En este tiempo de cuarentena, hemos compartido una especie de “largo retiro integral”, en nuestras propias familias y hemos compartido, más que nunca, con cada uno de los miembros de ésta, con la que conformamos nuestra iglesia doméstica. ¿Cómo habríamos de lamentar no poder hacer otras cosas, fuera de la casa, si no aprovechamos al máximo, esta oportunidad de fortalecer a nuestra amada familia, que antes se podía quejar de que -nosotros- no le dedicábamos más tiempo?

¿Por qué habríamos de lamentarnos por no poder revestirnos con nuestra alba, estola y cíngulo, si -los diáconos permanentes- hemos tenido este tiempo precioso para constatar que, en la familia, es donde, mediante palabras, signos y testimonios de amor, nos vamos haciendo felices, aunque eso no sea algo importante para otros?

Algunos hablan de la crisis del diaconado, porque en estos últimos meses, no nos hemos podido revestir, como la hacíamos antes, para servir a nuestra comunidad eclesial o parroquial.

Pero, aunque ya no tuviéremos ninguna estola, ni alba, ni cíngulo, lo importante es que seguimos siendo diáconos, que -desnudos frente a Dios- queremos ser servidores como Jesús, y así, dar lo mejor de nosotros a nuestras familias y con ellas, a nuestras respectivas comunidades.

En la medida que los diáconos seamos animados y «provocados» por la realidad del mundo del dolor y de la marginación, nos podemos ir transformando en diáconos, que cuando podamos acceder al altar, llevemos incorporado -en nuestro ministerio- el dolor y el compromiso, las alegrías y las esperanzas del Pueblo entero.
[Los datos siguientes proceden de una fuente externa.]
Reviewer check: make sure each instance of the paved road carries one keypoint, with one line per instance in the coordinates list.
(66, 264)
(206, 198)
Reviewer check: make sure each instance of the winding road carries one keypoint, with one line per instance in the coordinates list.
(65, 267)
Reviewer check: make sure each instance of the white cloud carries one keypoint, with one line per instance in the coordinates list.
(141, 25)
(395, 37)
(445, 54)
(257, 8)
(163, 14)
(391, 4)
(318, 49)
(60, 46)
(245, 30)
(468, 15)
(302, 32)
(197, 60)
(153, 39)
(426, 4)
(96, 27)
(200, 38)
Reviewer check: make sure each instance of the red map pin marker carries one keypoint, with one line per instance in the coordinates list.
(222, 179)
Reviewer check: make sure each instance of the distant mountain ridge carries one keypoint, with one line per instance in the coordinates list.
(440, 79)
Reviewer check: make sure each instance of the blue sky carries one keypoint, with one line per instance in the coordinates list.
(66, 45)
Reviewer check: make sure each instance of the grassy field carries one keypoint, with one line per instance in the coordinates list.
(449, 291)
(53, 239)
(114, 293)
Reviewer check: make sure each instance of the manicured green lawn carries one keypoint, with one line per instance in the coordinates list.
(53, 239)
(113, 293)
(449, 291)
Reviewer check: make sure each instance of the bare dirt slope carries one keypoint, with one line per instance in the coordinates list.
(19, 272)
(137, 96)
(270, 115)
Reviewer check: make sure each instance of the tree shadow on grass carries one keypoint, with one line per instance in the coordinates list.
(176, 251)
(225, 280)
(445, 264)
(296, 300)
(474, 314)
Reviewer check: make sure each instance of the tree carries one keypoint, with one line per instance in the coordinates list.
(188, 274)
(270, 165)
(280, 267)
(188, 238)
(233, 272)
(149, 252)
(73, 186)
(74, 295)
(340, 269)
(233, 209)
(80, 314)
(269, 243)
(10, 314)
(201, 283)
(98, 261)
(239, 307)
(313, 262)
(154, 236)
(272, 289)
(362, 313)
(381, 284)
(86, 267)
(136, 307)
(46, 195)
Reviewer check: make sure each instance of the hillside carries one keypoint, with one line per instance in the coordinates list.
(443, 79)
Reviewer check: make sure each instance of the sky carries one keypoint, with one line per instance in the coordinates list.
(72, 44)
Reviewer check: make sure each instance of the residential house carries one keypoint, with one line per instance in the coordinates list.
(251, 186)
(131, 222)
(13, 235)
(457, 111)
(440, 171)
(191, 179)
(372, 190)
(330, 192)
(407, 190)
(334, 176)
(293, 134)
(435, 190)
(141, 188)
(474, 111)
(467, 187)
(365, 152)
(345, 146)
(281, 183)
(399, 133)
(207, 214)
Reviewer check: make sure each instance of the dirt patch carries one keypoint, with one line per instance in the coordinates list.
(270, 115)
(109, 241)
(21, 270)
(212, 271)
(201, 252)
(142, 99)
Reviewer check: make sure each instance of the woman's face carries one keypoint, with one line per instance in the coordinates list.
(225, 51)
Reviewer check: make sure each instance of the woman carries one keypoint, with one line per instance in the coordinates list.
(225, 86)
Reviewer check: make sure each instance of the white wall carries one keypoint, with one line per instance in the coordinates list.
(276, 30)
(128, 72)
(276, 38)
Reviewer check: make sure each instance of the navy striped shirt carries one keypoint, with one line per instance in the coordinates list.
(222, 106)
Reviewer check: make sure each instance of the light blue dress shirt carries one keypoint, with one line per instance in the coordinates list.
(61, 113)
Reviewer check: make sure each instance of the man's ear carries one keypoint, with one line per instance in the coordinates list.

Así, podremos ofrecer homilías y reflexiones, más evangélicas y pertinentes a nuestras respectivas realidades sociales y culturales.

Nos alejamos del altar, para servir a los pobres,

nos alejamos del altar, para llevarlos a Cristo,

para lavarles sus pies, para darles Su cariño,

para poderles amar, y servirles como Cristo.

Cuando nos acerquemos al altar, llevaremos las culturas,

de mucha gente que sufre, que ya perdió la esperanza,

cuando nos acerquemos al altar, no nos perderemos en posturas,

hablaremos del Cristo pobre, que anhela nuestra confianza.

Desde el Cristo solidario, a una iglesia solidaria,

que no duerme, ni descansa, hasta aliviar el dolor,

en esta enorme pandemia, dejemos de competir,

que toda nuestra palabra, sea el amar y el servir.